Runtime/trace Fundamentals
The runtime/trace package provides low-level tracing capabilities:
package main
import (
"fmt"
"os"
"runtime/trace"
)
func main() {
// Start tracing
f, err := os.Create("trace.out")
if err != nil {
panic(err)
}
defer f.Close()
if err := trace.Start(f); err != nil {
panic(err)
}
defer trace.Stop()
// Application runs here with tracing active
doWork()
fmt.Println("Trace written to trace.out")
}
func doWork() {
// Simulate some concurrent work
done := make(chan struct{})
for i := 0; i < 100; i++ {
go func() {
defer func() { done <- struct{}{} }()
// Simulate work
sum := 0
for j := 0; j < 1000000; j++ {
sum += j
}
}()
}
// Wait for completion
for i := 0; i < 100; i++ {
<-done
}
}Run and analyze:
go run main.go
go tool trace trace.outThis opens a web-based interactive viewer in your browser.
Integration with net/http/pprof
For HTTP services, add tracing endpoints:
package main
import (
"net/http"
_ "net/http/pprof"
)
func main() {
// Tracing is available at /debug/pprof/trace
// Capture 5-second trace:
// curl http://localhost:6060/debug/pprof/trace?seconds=5 > trace.out
// go tool trace trace.out
http.HandleFunc("/api/data", func(w http.ResponseWriter, r *http.Request) {
w.Write([]byte("OK"))
})
http.ListenAndServe(":6060", nil)
}Capture traces from running services:
curl http://localhost:6060/debug/pprof/trace?seconds=10 > trace.out
go tool trace trace.outUnderstanding the Trace Viewer
The trace viewer UI displays several critical views:
Goroutine Timeline
Shows each goroutine's execution over time:
- Green: Running on CPU
- Orange: Blocked (network, locks, channels)
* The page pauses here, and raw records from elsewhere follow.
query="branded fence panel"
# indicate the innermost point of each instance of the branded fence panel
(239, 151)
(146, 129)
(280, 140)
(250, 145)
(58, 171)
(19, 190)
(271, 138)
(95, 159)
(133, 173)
- Gray: Runnable but waiting for CPU
Network Blocking Profile
Displays I/O operations and their duration:
package main
import (
"io"
"net"
"os"
"runtime/trace"
)
func main() {
f, _ := os.Create("trace.out")
defer f.Close()
trace.Start(f)
defer trace.Stop()
// Network I/O appears in trace
conn, _ := net.Dial("tcp", "example.com:80")
defer conn.Close()
io.Copy(io.Discard, conn)
}In the trace viewer, you'll see network blocking times annotated.
GC Events
The trace captures every garbage collection:
package main
import (
"fmt"
"os"
"runtime"
"runtime/trace"
)
func main() {
f, _ := os.Create("trace.out")
defer f.Close()
trace.Start(f)
defer trace.Stop()
// Trigger allocations to see GC in trace
for i := 0; i < 10; i++ {
data := make([]byte, 10000000)
_ = data
}
var m runtime.MemStats
runtime.ReadMemStats(&m)
fmt.Printf("GC runs: %d\n", m.NumGC)
}Trace shows:
- Mark phase duration
- Sweep phase duration
- GC pause times
- Goroutines blocked by GC
Programmatic Task and Region Tracking
Use tasks and regions to annotate your trace:
package main
import (
"context"
"fmt"
"os"
"runtime/trace"
)
func processRequest(ctx context.Context, id int) {
// Create a task for this logical unit of work
task := trace.NewTask(ctx, fmt.Sprintf("request-%d", id))
defer task.End()
// Create regions within the task
trace.WithRegion(ctx, "parseInput", func() {
// Simulate input parsing
sum := 0
for i := 0; i < 100000; i++ {
sum += i
}
})
trace.WithRegion(ctx, "processData", func() {
// Simulate processing
sum := 0
for i := 0; i < 1000000; i++ {
sum += i
}
})
trace.WithRegion(ctx, "formatOutput", func() {
// Simulate formatting
_ = fmt.Sprintf("Result: %d", 42)
})
}
func main() {
f, _ := os.Create("trace.out")
defer f.Close()
trace.Start(f)
defer trace.Stop()
ctx := context.Background()
// Process multiple requests to see concurrent execution
for i := 0; i < 50; i++ {
go processRequest(ctx, i)
}
// Wait for completion
select {}
}In the trace viewer, click the "Trace" tab to see execution flow with your custom regions highlighted.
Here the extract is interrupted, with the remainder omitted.